Miami-Dade Police Reviewing Use of Stun Guns After Second Child Shocked With TASER
The Associated Press
MIAMI, Fla. (AP) - Police have acknowledged using a stun gun to immobilize a 12-year-old girl just weeks after an officer jolted a 6-year-old with 50,000 volts.
Police Director Bobby Parker defended the decision to use a Taser stun gun on the 6-year-old boy last month because he was threatening to injure himself with a shard of glass. But Parker said Friday that he could not defend the decision to shock the fleeing girl, who was skipping school and apparently drunk.
According to the incident report, officer William Nelson responded to a complaint that children were swimming in a pool, drinking alcohol and smoking cigars on the morning of Nov. 5.
Nelson said he noticed the girl was intoxicated and was walking her to his car to take her back to school when she ran away through a parking lot.
Nelson, 38, said he chased her and yelled several times for her to stop before firing the Taser when she began to run into traffic. The electric probes hit the girl in the neck and lower back, immobilizing her.
Nelson said he fired "for my safety along with (the girl's) safety." Paramedics treated the girl, who went home with her mother.

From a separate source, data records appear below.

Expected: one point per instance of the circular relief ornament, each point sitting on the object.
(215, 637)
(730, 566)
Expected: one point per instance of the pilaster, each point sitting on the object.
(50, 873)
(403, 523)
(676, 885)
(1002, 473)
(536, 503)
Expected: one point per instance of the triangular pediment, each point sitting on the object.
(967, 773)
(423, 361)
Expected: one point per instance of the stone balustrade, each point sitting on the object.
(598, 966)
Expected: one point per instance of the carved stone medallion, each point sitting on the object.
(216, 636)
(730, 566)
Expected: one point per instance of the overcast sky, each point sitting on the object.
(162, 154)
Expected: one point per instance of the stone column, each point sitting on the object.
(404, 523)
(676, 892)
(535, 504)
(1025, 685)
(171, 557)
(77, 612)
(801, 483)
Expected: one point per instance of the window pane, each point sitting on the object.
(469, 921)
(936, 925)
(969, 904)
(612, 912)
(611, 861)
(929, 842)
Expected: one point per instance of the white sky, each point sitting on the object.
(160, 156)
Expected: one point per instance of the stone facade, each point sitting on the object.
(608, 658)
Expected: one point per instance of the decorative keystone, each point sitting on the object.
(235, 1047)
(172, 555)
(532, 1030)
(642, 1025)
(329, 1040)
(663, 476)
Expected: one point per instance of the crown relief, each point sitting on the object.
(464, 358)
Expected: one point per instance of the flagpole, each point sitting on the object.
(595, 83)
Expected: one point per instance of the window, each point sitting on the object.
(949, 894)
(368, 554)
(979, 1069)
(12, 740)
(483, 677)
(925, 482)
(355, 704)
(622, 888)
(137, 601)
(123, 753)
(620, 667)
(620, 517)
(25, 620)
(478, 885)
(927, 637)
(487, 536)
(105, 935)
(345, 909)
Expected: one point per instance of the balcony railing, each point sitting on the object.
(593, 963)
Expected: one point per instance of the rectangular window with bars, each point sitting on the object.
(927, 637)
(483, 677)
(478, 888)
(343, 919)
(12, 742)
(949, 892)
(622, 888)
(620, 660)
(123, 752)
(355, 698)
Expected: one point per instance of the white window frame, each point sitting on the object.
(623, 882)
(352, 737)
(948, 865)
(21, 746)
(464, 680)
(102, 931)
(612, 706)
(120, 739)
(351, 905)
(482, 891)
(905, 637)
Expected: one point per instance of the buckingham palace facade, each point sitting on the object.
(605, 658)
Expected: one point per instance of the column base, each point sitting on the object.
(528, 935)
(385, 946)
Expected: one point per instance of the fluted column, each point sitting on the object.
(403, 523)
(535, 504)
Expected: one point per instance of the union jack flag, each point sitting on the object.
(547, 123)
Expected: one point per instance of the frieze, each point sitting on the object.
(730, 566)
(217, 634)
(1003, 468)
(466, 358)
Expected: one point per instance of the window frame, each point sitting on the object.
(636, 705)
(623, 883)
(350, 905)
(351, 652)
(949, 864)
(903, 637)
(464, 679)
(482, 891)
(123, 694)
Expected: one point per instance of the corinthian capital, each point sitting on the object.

Parker said department policy permits officers to use the Taser to apprehend someone, but he said he expected his officers to use better judgment, especially when police had no plans to arrest the girl.
The first incident had already exposed the department to more criticism for its use of Tasers, which it has begun distributing in greater numbers to officers.
The 6-year-old boy was shocked on Oct. 20 in the principal's office at Kelsey Pharr Elementary School. Principal Maria Mason called police after the child broke a picture frame in her office and waved a piece of glass, holding a security guard back.
The boy had cut himself under his eye and on his hand when officers arrived.
"The police could have handled this better," said the boy's mother, Kathy Rojas. "They did not have to shoot him."
Parker said that, in light of the disclosure of the second incident, the department will review its policy.